Grade: C+
Back in the late eighties, after the success of “The Breakfast Club,” there was a brief movement of what came to be called kiddie noir, in which male stars from that John Hughes movie became the protagonists in supposedly tough-as-nails action tales modeled after classics of the forties. So we got Judd Nelson in the atrocious “Blue City” and Anthony Michael Hall in the silly “Out of Bounds” (both 1986), and though Emilio Estevez never tried the genre, one could include the somewhat better “No Man’s Land” (1987), with his brother Charlie Sheen in one of the leads, as an example-by-proxy.

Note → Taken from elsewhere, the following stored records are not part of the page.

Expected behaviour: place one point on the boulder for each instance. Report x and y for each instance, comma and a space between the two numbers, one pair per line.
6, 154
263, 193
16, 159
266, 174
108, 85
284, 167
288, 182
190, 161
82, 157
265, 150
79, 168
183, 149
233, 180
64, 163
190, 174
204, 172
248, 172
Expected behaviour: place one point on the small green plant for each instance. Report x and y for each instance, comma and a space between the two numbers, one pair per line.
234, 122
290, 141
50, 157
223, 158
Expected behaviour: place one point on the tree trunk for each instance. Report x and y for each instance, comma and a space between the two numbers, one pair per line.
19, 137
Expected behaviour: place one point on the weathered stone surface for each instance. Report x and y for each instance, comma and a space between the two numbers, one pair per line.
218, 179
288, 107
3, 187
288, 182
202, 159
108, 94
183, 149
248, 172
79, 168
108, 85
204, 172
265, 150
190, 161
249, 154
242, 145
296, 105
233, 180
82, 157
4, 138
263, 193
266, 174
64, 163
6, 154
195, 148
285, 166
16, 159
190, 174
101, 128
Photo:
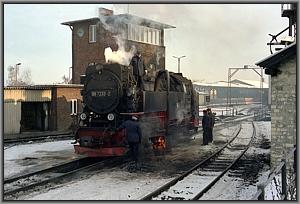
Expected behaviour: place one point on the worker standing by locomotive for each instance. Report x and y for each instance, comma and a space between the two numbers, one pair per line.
138, 68
211, 117
133, 137
205, 126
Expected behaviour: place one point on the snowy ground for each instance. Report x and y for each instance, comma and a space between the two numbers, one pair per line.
29, 157
118, 183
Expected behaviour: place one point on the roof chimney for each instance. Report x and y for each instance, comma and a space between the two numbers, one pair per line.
105, 12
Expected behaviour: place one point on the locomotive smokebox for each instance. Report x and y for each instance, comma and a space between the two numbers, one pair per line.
102, 88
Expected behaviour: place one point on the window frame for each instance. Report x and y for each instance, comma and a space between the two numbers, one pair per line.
93, 33
74, 106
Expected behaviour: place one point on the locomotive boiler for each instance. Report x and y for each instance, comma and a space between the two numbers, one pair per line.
166, 102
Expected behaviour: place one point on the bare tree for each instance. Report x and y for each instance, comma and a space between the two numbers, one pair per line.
65, 79
15, 80
11, 76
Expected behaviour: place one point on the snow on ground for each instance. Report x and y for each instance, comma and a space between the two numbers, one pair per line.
19, 158
109, 184
119, 184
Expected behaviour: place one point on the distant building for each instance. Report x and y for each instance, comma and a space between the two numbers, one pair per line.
91, 36
241, 92
40, 108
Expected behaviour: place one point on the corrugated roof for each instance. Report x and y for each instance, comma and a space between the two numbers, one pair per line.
235, 83
39, 87
274, 59
124, 18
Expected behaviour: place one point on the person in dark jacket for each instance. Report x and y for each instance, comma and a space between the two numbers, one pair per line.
205, 126
138, 68
211, 117
133, 136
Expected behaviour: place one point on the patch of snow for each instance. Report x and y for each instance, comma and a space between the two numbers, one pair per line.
16, 156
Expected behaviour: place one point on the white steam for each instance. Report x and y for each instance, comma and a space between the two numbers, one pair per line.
120, 56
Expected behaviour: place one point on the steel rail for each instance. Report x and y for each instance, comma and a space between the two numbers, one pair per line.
37, 138
209, 186
174, 181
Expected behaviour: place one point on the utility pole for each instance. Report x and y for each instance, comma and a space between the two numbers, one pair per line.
178, 58
16, 82
70, 74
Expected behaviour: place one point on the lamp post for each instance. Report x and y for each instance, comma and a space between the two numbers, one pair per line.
70, 73
17, 72
178, 58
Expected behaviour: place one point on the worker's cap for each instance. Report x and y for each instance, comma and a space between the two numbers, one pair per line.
134, 117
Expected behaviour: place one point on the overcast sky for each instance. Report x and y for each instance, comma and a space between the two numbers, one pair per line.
214, 37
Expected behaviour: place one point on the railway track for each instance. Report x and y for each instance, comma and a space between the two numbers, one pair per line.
202, 177
24, 183
37, 138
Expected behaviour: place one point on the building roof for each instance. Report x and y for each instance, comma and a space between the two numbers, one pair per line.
234, 83
272, 61
43, 87
124, 18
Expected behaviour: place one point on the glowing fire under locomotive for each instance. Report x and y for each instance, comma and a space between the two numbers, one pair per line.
166, 103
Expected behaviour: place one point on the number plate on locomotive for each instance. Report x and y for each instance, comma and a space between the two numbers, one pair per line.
101, 93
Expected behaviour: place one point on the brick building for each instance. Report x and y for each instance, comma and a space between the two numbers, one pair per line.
40, 108
282, 66
91, 36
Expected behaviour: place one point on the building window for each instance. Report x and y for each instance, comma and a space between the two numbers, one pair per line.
144, 34
92, 33
73, 105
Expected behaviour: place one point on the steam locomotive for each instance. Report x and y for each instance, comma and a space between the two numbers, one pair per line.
166, 103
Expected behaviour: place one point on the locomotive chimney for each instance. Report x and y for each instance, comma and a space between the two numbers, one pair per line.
105, 12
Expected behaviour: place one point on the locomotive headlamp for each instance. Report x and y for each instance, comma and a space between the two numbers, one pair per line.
111, 116
83, 116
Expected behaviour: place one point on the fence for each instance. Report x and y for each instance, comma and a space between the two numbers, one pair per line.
260, 195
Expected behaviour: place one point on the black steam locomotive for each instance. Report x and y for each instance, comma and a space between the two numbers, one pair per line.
166, 103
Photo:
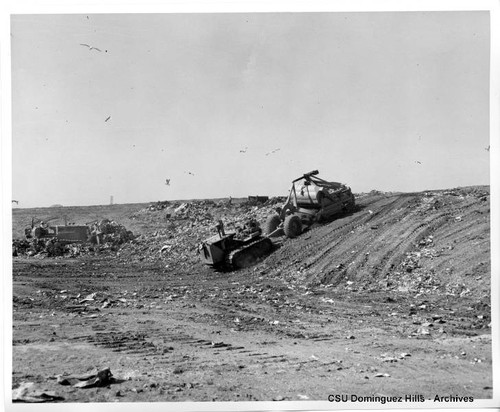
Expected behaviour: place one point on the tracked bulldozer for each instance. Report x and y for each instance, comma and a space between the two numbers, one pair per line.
235, 250
311, 200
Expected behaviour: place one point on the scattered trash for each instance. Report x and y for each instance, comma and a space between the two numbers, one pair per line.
102, 378
26, 393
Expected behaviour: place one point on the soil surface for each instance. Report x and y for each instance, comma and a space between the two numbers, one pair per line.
392, 299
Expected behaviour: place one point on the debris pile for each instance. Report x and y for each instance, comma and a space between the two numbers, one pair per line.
182, 226
104, 235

The boomlet died as quickly as those movies did at the boxoffice, but it’s now revived in a more stylish, affected fashion by Rian Johnson in “Brick,” which transposes the sort of twisty, Dashiell Hammett sort of detective yarn that Humphrey Bogart might once have starred in to the environs of a stark California high school, where outsider Brendan Frye (Joseph Gordon-Levitt) determines to find out who killed his once-upon-a-time girlfriend Emily (Emilie de Ravin). Assisted by his geeky info source Brain (Matt O’Leary) and put off by Kara (Meagan Good), a diva-esque drama junkie, he eventually works his way, often bloodily, through an assortment of archetypes to the truth: small-time dealer Dode (Noah Segan) and loud-mouth jock muscle-head Brad (Brian White), drug “kingpin” Pin (Lukas Haas) and his brutish henchman Tugger (Noah Fleiss), and, most importantly, Laura (Nora Zehetner), a damsel who’s by turn helpful and dangerous, the obligatory femme fatale in the mix.

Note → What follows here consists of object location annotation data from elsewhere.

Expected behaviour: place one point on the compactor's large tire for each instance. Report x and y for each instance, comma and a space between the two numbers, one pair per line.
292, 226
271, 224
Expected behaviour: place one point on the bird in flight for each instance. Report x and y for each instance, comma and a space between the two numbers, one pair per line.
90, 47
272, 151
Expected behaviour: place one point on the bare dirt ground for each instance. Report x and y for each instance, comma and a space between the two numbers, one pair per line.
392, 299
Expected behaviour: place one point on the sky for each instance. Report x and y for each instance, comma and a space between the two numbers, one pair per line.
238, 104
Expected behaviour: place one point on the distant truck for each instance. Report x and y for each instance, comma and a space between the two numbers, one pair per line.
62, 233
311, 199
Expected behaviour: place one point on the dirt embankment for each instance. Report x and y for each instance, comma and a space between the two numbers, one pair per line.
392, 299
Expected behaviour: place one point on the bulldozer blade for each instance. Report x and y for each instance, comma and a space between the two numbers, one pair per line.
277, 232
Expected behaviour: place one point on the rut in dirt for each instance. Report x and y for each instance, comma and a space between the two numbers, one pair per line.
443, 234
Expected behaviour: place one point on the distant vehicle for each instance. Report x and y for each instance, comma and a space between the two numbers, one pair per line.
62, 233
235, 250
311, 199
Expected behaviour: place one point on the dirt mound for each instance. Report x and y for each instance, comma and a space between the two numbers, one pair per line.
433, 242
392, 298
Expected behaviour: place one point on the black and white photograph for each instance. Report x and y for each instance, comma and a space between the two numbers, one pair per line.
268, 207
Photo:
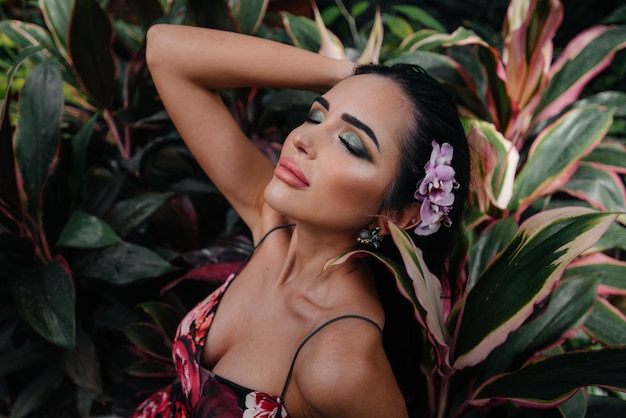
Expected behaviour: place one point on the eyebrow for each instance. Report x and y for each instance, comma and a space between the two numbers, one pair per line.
351, 120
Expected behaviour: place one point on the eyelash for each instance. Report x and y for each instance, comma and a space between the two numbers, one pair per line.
344, 142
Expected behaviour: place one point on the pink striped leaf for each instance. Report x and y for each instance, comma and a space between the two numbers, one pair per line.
606, 324
599, 187
550, 380
569, 305
610, 154
421, 288
521, 276
584, 57
554, 155
371, 52
527, 53
499, 175
612, 272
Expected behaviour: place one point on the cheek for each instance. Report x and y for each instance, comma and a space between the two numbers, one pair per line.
359, 194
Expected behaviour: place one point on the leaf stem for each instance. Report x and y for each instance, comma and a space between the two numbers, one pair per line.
108, 117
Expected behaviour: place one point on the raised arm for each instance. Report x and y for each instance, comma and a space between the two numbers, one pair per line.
189, 65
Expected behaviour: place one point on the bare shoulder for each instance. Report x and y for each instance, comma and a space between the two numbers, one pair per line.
343, 372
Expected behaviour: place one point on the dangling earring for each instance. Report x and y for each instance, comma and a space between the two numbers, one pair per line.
370, 237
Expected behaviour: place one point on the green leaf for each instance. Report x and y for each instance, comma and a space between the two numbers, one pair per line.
128, 214
164, 315
591, 52
151, 368
607, 324
568, 305
570, 138
419, 15
599, 187
611, 272
36, 392
575, 406
45, 298
121, 264
86, 231
37, 135
89, 44
605, 407
147, 11
616, 99
546, 381
303, 32
397, 25
615, 237
32, 353
81, 365
249, 14
522, 275
56, 13
25, 34
488, 245
149, 338
609, 153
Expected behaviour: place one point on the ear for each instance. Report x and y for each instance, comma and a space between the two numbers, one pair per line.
406, 218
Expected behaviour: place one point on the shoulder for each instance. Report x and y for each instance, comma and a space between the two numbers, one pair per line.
343, 372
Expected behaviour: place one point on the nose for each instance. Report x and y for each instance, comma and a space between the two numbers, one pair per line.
303, 142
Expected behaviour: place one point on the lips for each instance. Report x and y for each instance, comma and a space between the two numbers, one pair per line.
288, 171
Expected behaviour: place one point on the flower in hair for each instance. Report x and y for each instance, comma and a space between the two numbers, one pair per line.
434, 191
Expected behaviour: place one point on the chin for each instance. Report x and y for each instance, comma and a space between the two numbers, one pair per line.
278, 198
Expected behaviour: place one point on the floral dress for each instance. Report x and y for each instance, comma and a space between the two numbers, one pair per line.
198, 392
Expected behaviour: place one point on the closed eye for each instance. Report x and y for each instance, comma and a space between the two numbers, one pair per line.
354, 145
315, 116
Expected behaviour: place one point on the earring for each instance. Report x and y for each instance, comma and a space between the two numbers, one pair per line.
370, 237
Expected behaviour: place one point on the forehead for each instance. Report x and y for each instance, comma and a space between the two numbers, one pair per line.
375, 100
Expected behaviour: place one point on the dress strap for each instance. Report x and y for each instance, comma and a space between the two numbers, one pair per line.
312, 334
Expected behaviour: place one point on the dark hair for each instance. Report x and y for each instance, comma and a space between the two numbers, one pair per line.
435, 117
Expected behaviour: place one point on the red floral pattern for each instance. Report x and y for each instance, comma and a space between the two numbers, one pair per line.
198, 392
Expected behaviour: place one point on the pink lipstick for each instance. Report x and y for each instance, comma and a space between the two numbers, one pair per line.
288, 171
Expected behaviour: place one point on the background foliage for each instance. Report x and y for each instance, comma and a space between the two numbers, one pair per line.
109, 231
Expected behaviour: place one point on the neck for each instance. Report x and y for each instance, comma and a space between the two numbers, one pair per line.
310, 249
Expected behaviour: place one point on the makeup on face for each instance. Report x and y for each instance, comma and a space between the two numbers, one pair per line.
351, 140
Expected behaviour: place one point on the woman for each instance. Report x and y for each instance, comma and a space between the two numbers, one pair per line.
290, 339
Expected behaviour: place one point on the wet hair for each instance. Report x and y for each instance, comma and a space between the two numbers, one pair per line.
435, 117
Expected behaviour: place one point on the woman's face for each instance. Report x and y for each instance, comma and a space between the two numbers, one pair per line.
335, 167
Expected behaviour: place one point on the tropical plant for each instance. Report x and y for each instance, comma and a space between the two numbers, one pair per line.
101, 206
534, 325
108, 227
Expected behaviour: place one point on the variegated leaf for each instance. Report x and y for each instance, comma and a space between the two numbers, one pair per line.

Though it clearly apes the forties film noir in many narrative ways (including the fact that the poor protagonist must dextrously shuffle to mislead the people he’s dealing with, but constantly gets beaten up anyway), in other respects it quite deliberately departs from the model. It’s filmed by cinematographer Steve Yedlin in color, for one thing, and the almost uncomfortably bright images certainly don’t trade in the shadowy compositions that were characteristic of the old pictures. The tinkly, jangling piano-based score by Nathan Johnson, moreover, has absolutely nothing in common with the full orchestral, often jazzy ones that dominated sixty years ago.

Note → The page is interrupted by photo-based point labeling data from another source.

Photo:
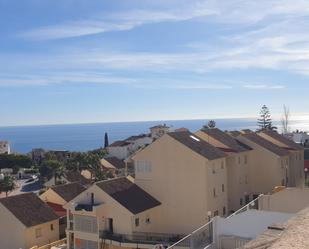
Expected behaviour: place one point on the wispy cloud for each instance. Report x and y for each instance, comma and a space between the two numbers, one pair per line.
263, 86
115, 22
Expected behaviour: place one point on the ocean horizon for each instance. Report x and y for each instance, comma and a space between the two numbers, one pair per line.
84, 137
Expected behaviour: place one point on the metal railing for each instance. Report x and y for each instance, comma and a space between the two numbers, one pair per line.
250, 206
203, 236
142, 238
198, 239
59, 243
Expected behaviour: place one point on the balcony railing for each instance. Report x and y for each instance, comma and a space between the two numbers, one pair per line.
142, 238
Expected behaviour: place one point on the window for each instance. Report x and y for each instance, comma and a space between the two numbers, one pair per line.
214, 169
282, 182
85, 244
38, 232
85, 223
136, 222
143, 166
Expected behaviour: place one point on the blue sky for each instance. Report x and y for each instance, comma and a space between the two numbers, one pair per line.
87, 61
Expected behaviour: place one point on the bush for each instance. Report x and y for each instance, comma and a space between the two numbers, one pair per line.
17, 161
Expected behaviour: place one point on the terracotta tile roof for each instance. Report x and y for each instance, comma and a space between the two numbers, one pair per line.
282, 139
197, 145
266, 144
128, 194
117, 163
29, 209
159, 126
234, 133
58, 209
69, 191
227, 140
133, 138
75, 176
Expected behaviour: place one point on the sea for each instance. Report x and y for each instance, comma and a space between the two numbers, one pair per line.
85, 137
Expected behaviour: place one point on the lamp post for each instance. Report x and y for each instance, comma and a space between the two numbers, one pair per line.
306, 172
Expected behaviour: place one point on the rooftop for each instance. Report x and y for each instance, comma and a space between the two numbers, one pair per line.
69, 191
197, 145
292, 234
128, 194
265, 144
29, 209
133, 138
227, 140
159, 126
75, 176
117, 163
234, 133
119, 143
282, 139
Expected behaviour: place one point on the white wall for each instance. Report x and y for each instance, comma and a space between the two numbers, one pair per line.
289, 200
248, 224
121, 152
12, 231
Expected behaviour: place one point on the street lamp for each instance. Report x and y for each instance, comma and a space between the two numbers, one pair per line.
306, 172
209, 215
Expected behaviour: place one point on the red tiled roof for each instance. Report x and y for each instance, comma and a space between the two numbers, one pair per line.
58, 209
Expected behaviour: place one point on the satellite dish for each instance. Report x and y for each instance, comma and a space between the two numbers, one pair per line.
159, 246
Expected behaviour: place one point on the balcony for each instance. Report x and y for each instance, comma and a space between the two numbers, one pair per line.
142, 238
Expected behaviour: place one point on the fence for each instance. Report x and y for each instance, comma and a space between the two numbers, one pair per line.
251, 205
203, 236
142, 238
198, 239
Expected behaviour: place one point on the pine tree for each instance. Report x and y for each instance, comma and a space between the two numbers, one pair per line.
106, 140
265, 121
211, 124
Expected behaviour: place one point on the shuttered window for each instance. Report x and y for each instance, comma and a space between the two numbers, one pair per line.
85, 224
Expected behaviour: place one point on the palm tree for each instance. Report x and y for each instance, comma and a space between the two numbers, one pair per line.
77, 162
94, 166
7, 185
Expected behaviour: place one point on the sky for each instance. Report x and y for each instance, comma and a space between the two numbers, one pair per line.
81, 61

All of which doesn’t mean that “Brick” doesn’t have its share of pleasures. Putting hard-boiled lingo reminiscent of forties detective chatter in the mouths of teens initially sounds affected, but most of the time it’s more amusing than irritating. And the acting is mostly strong. Gordon-Levitt continues his string of intriguing performances as the blandly calculating, bespectacled Brendan; even if he can’t make the constant pummeling he takes remotely credible, he’s great in one of the best sequences in the picture, in which he faces off against school VP Trueman (Richard Roundtree) in a perfect take-off on the obligatory scene in which Sam Spade (or somebody like him) confronts the chief of detectives who’s furious with his methods. Both Haas and Fleiss do nifty riffs on the underworld types, with the latter embodying the none-too-bright Tuff nicely and the former striking a queasily effective pose as a young guy trying desperately to look sinister by wearing a trench coat and flourishing a walking cane. (Their scenes are given added comic spark by the fact that The Pin’s “hideout” is in the basement of his house, where his mom flutters about offering “guests” orange juice and cereal.) O’Leary and Segan are fine, too, even if one wonders what Peter Lorre, an obvious model, would have thought about Dode’s duds. Things aren’t nearly, as strong on the distaff side–Good trues too hard and Zehetner seems pallid–but they get by.
So “Brick” isn’t the embarrassment that it could have been–a variant of Alan Parker’s 1982 misfire “Bugsy Malone,” in which kids played 1920s gangsters. But it still is more a stunt than a really satisfying twist on an old formula. It’s enjoyable but thin, an exercise in style in which the appearance almost compensates for the lack of substance–but not quite.